Front. Immunol., 05 February 2021 | https://doi.org/10.3389/fimmu.2020.623052

Omega 3 Fatty Acid and Skin Diseases

Yu Sawada*, Natsuko Saito-Sasaki and Motonobu Nakamura
  • Department of Dermatology, University of Occupational and Environmental Health, Kitakyushu, Japan

Humans are exposed to various external environmental factors. Food intake is one of the most influential factors impacting daily lifestyle. Among nutrients obtained from foods, omega-3 polyunsaturated fatty acids (PUFAs) have various beneficial effects on inflammatory diseases. Furthermore, omega-3 PUFA metabolites, including resolvins, are known to demonstrate strong anti-inflammatory effects during allergic and inflammatory diseases; however, little is known regarding the actual impact of these metabolites on skin diseases. In this review, we focused on metabolites that have strong anti-inflammatory actions in various inflammatory diseases, as well as those that present antitumor actions in malignancies, in addition to the actual effect of omega-3 PUFA metabolites on various cells.

Introduction

The environment is fundamental for humans to live on earth and influences various physiological and pathological functions in the human body (1, 2). Food intake is an essential task for animals to drive their body and allows us to reconstruct body structure from nutrients (3). Among nutrients derived from foods, fatty acids are a component of cells and are known to control various cellular functions (4, 5). Omega-3 polyunsaturated fatty acids (PUFAs) are composed of 18 or more carbon chains, with a double bond three atoms away from the terminal methyl group, and are mainly classified into three representative lipids: α-linoleic acid (ALA), docosahexaenoic acids (DHA), and eicosapentaenoic acid (EPA). ALA is enzymatically converted to EPA and subsequently converted into DHA (6). These conversions primarily occur in the liver and are extremely limited owing to the enzyme concentration in the human body (79). Therefore, it is reasonable to derive DHA and EPA directly from foods and/or dietary supplements enriched in fish oils.

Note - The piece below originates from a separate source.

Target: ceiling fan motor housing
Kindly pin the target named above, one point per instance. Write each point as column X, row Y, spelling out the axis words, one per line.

Omega-3 PUFAs have been known to demonstrate anti-inflammatory actions in various inflammatory diseases, including psoriasis, inflammatory bowel disease, asthma, and rheumatoid arthritis  (1012). In recent studies, omega-3 PUFA metabolites, such as resolvins (Rvs) and maresins, have revealed potent anti-inflammatory actions. Protectins (PD) and D-series Rvs are converted from DHA by 15-lipoxygenase, whereas E-series Rvs are produced from EPA by the cytochrome P450 pathways or acetylated cyclooxygenase-2. These metabolites have strong anti-inflammatory actions in various inflammatory diseases, such as animal models of asthma (13) and colitis (14), as well as antitumor actions in malignancies; however, little is known regarding their role in skin diseases. This review focused on the therapeutic potential of omega-3 PUFA metabolites for inflammatory skin diseases, as well as antitumor actions against cutaneous tumors.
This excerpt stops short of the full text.